Working Paper: The Conference on the Future of Europe - A New Model to Reform the EU?
Federico Fabbrini is Full Professor of Law at the Dublin City University, director of the DCU Brexit Institute and Charlemagne Prize Fellow 2019/2020. His first working paper – an analysis on the plan to innovate the European Union – is published within the current debates on the implementation of the conference idea and provides recommendations and an outlook on possible results.

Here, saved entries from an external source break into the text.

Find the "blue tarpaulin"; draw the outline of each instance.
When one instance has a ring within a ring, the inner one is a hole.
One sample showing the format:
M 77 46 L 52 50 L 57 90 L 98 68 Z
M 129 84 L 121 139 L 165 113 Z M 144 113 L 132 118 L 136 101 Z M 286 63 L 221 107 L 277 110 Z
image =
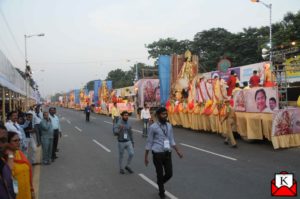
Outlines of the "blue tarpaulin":
M 94 81 L 94 103 L 97 104 L 99 101 L 99 88 L 101 87 L 102 81 L 101 80 L 95 80 Z
M 160 82 L 160 104 L 165 106 L 170 97 L 170 68 L 171 58 L 167 55 L 161 55 L 158 58 L 158 73 Z
M 75 98 L 75 104 L 80 104 L 80 90 L 75 89 L 74 90 L 74 98 Z

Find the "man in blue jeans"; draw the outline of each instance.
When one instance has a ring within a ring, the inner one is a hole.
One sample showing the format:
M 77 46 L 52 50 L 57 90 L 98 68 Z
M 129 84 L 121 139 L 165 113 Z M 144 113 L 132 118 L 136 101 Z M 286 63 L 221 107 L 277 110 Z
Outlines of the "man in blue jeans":
M 129 113 L 127 111 L 123 111 L 121 113 L 122 119 L 119 120 L 117 125 L 114 126 L 114 135 L 118 138 L 120 174 L 125 174 L 124 168 L 129 173 L 133 173 L 132 169 L 129 166 L 134 155 L 134 142 L 132 137 L 131 125 L 128 122 L 128 116 Z M 128 153 L 128 159 L 127 164 L 124 167 L 123 156 L 125 149 Z

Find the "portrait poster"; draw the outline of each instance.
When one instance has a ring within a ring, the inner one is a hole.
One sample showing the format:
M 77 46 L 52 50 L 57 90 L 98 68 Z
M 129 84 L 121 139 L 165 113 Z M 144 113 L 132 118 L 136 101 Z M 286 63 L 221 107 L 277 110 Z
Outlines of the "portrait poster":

This research is supported by funds from the German Ministry of Foreign Affairs.
Abstract
The paper offers a first analysis of the recent plan to establish a Conference on the Future of Europe to reform the European Union (EU), comparing this initiative with two historical precedents to relaunch the EU – namely the Conference of Messina and the Convention on the Future of Europe – and considering the legal rules and political options for treaty reform in the contemporary EU. To this end, the paper overviews prior efforts to reform the EU, and points out the conditions that led to the success or failures of these initiatives. Subsequently it examines the technicalities of the EU treaty amendment rules and emphasizes the challenge towards treaty reform resulting from the need to obtain unanimous approval by all member states. The paper then assesses the increasing tendency by member states to use inter-se international treaties – particularly in response to the euro-crisis – and underlines how these have introduce new ratification rules, overcoming unanimity. Drawing lessons from these precedents, finally, the paper suggests what will be a condition for the success of the Conference on the Future of Europe, and argues that this should resolve to draft a new treaty – a Political Compact – designed to push forward integration among those member states that so wish.